The late eighteenth-century façade is in Baroque style and is characterized by three large portals surmounted by semicircular tympanums. Originally the facade had two bell towers but, after a collapse, the right bell tower was adapted to a clock tower. The right side of the building has a large loggia with three arches and lively polychrome panels in Baroque style composed of majolica tiles depicting: S. Vito, the Assumption, S. Rosalia and the SS. Crucifix, dated 1715 and signed by Ignazio Milone. The same tiles once also covered the spire of the bell tower.
The building has a Latin cross plan, divided into three naves by 12 columns in "Billiemi" ciaca. The first pictorial intervention carried out in the church dates back to the early 1700s, by Vincenzo Blandina, of which only a few testimonies remain in the chapel of S. Rosalia. Inside are preserved valuable works. The frescoes on the vault of the central nave, by the painter Giuseppe Testa, dating back to 1795 depict biblical episodes by the Elder and, in the sails, portraits of the Prophets and Evangelists.
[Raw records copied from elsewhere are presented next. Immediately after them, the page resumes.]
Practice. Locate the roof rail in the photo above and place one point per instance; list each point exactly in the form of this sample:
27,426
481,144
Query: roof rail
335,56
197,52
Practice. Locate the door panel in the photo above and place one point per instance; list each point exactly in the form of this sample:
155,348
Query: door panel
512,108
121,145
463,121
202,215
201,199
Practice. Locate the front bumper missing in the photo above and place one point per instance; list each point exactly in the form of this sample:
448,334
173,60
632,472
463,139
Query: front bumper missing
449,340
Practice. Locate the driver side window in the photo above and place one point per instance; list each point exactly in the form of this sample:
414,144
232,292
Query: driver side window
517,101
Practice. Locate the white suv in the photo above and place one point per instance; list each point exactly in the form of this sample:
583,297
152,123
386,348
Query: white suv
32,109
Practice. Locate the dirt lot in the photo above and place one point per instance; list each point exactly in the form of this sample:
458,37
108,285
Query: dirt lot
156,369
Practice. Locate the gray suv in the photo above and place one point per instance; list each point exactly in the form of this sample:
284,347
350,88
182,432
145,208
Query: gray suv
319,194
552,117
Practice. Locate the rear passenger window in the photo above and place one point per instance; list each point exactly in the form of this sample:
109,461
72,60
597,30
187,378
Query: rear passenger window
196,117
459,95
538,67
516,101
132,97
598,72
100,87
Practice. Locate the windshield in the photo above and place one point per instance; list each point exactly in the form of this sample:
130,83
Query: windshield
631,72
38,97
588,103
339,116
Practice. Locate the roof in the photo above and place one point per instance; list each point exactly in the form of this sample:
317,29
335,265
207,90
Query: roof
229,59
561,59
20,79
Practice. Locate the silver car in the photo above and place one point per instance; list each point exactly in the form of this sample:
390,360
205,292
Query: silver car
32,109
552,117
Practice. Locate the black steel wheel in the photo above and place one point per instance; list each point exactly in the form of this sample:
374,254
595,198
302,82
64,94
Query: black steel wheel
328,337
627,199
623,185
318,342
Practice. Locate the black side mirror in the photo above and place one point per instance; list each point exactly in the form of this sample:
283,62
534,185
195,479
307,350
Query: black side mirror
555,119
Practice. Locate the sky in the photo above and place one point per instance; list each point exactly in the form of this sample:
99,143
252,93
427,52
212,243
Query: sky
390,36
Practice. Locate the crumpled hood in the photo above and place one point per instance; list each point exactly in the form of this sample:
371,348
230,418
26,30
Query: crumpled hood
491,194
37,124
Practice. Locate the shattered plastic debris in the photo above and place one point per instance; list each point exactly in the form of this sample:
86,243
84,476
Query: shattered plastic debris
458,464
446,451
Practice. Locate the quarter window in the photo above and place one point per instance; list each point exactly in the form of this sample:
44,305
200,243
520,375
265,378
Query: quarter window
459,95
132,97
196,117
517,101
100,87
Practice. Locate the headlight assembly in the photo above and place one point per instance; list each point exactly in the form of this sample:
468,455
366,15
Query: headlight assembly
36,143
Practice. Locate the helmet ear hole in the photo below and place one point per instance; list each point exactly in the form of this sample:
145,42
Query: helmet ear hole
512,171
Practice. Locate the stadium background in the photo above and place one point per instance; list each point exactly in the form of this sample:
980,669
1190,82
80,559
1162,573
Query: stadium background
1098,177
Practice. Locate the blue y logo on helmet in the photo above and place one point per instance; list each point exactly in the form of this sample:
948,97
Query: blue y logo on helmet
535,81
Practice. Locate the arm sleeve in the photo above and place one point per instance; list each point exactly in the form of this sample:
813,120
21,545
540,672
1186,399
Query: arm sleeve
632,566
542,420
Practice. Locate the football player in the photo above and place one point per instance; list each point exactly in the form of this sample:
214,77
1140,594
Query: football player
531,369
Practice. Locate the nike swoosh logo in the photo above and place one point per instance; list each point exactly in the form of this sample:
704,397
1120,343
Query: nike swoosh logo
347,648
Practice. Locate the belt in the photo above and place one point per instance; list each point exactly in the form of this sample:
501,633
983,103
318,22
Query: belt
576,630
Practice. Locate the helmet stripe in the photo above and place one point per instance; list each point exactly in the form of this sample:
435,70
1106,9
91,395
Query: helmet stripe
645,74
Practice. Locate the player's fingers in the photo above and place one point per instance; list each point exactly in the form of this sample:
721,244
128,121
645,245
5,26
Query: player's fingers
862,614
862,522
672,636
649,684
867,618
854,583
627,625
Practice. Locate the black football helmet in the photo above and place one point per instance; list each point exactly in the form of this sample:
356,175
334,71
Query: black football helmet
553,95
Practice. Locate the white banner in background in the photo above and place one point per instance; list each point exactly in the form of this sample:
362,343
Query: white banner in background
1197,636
Inside the church there are works of considerable value: a precious holy water stoup in very fine white marble depicting the towers of the castle, the symbol of the city; a marble tabernacle, where the Ecce Homo is depicted with the symbols of the passion and two praying angels, both from the Gaginian school; the canvas of the Adoration of the Magi, from 1578, by Alessandro Allori, a pupil of Bronzino; the painting on blackboard by Zoppo di Ganci depicting the Crucifix between S. Francesco and S. Onofrio; the precious wooden crucifix of the century. XVI, with an agate cross and crown and in silver, which is carried in procession during the Feast of the Holy Crucifix; finally, the two large canvases by Vito D’Anna, a great Sicilian eighteenth-century master, depicting the Addolorata and Veronica.